President Trump leaves the Oval office to announce tariffs on what he called “day of liberation” on April 2, 2025.
Yair Reiner sells kitchen utensils: a splash protector for the kitchen of the stove called Frywall.
But when President Trump imposed 145% tariffs on Chinese products, Reiner knew that his Brooklyn business was In trouble.
“When the rates were at 145%, it seemed that some had their boot in the neck of my business, and I could not get any oxygen,” he said. “I didn’t know what my next movement was going to be.”
Reiner manufactures the splashes guard in China. So when Trump Those rates dropped to 30% Last week, Reiner, the CEO of Gowanus Kitchen Lab, said he felt relief, but only some.
“The boot is still there,” he said. “The pressure level has decreased, but I am certainly not breathing well and it is very difficult to find out what my next steps will be.”
Before Trump’s commercial war, Reiner says he was paying tariffs of about 3% or 4% to bring his splashes guards to the country, so 30% is not low for him at any time.
But here is a sign of how notable Trump rates changes have their legs: they have made 30% feel like something or relief.

The table that shows tariffs that President Trump imposed on April 2, 2025, were exhibited in the White House. Trump stopped the tariffs a week later.
This is part of a tariff pattern
This pattern has been repeatedly developed with Trump’s chaotic tariff policy: first suggests a high number, just to reduce or sacrifice exemptions.
April 2, for example, Trump Announced tariffs In almost all countries, some of them prohibitively high. A week later, Trump Removed many of those ratesestablishing a rate or 10% in goods in most countries.
But the final result was still a broad tariff that did not exist before the Trump Tok office.
Marcus Noland, Director of Studies of the Peterson Institute of International Economics, attracts cervical whip in a historical perspective.
“With the so -called ‘Liberation Day’ tariffs, it led us to catastrophic levels,” says Noland. “And now with these cuts, he has brought us back to approximately where they were in 1940.”
Currently, the average effective rate in the US is almost 18%, the highest level since 1934, according to the Yale Budget Laboratory. That represents an acute peak of the last two decades, when the figure had one leg in the low digits.
Despite that, Noland believes that Trump’s tariff changes have successful reformulated tariffs for investors.
“Markets seem to believe that things have returned to normal, but they are not,” said Noland. “The rates are now much higher than when Trump assumed the position.”

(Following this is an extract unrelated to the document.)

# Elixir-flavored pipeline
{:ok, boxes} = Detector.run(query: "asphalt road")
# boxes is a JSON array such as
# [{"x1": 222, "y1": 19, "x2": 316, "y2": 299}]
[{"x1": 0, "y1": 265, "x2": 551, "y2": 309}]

A container ship is docked in the port of Los Angeles on May 6, 2025. The port saw a significant fall in the expected load ships after President Trump imposed tariffs pronounced to Chinese imports.
Trump has been doing this all his career
In the business world, this tendency to prevent the numbers in a negotiation again, something called anchor effect is.
“In many negotiations, it opens high to anchor the party at the end of the range, or open, depending on whether the purchase or sale of whether the sale of if it is,” said Richard Shell, professor at the Wharton Business School of the University of Pennsylvania.
“Then, when you enter with a more reasonable sacrifice, that is still very favorable for you, there is a psychological relief that is established.”
Shell has studied Trump’s commercial career and said his tariff changes seem like a classic Trump movement. But he said Trump’s intention is not clear.
“It is not clear if the president is doing this on purpose or if he is doing it because he throws his fishing cane, his fishing line, and see whether or not the problem causes and if he causes and again the problems.

President Trump leaves the White House on May 12, 2025.
But uncertainty has caused its own problems
And all that change creates problems, namely uncertainty, said Scott Lincicome, vice president of the General Economy of the Cato Libertarian Institute.
“If you simply do not know what the rate rate will be within 10 days from now on, it is quite impossible for you to invest, for example, in a new factory in the United States, or for you to accommodate and a long -term contract with a foreigner”, Lincic. “Lincic.
Trump has justified his tariffs in saying that they will create long -term profits, in the form of more manufacturing in the United States..
Reiner, the splashes guard manufacturer in Brooklyn, does not necessarily agree with that goal.
“I could see the logic of that,” he said. “What gets in the way is that I think they earn long -term hinges in long -term planning, and I can’t do it.”
Trump has said that China’s rates would only last 90 days. The United States and China could reach a longer term agreement before that … but if not, that means that the rate rate could change again on the road.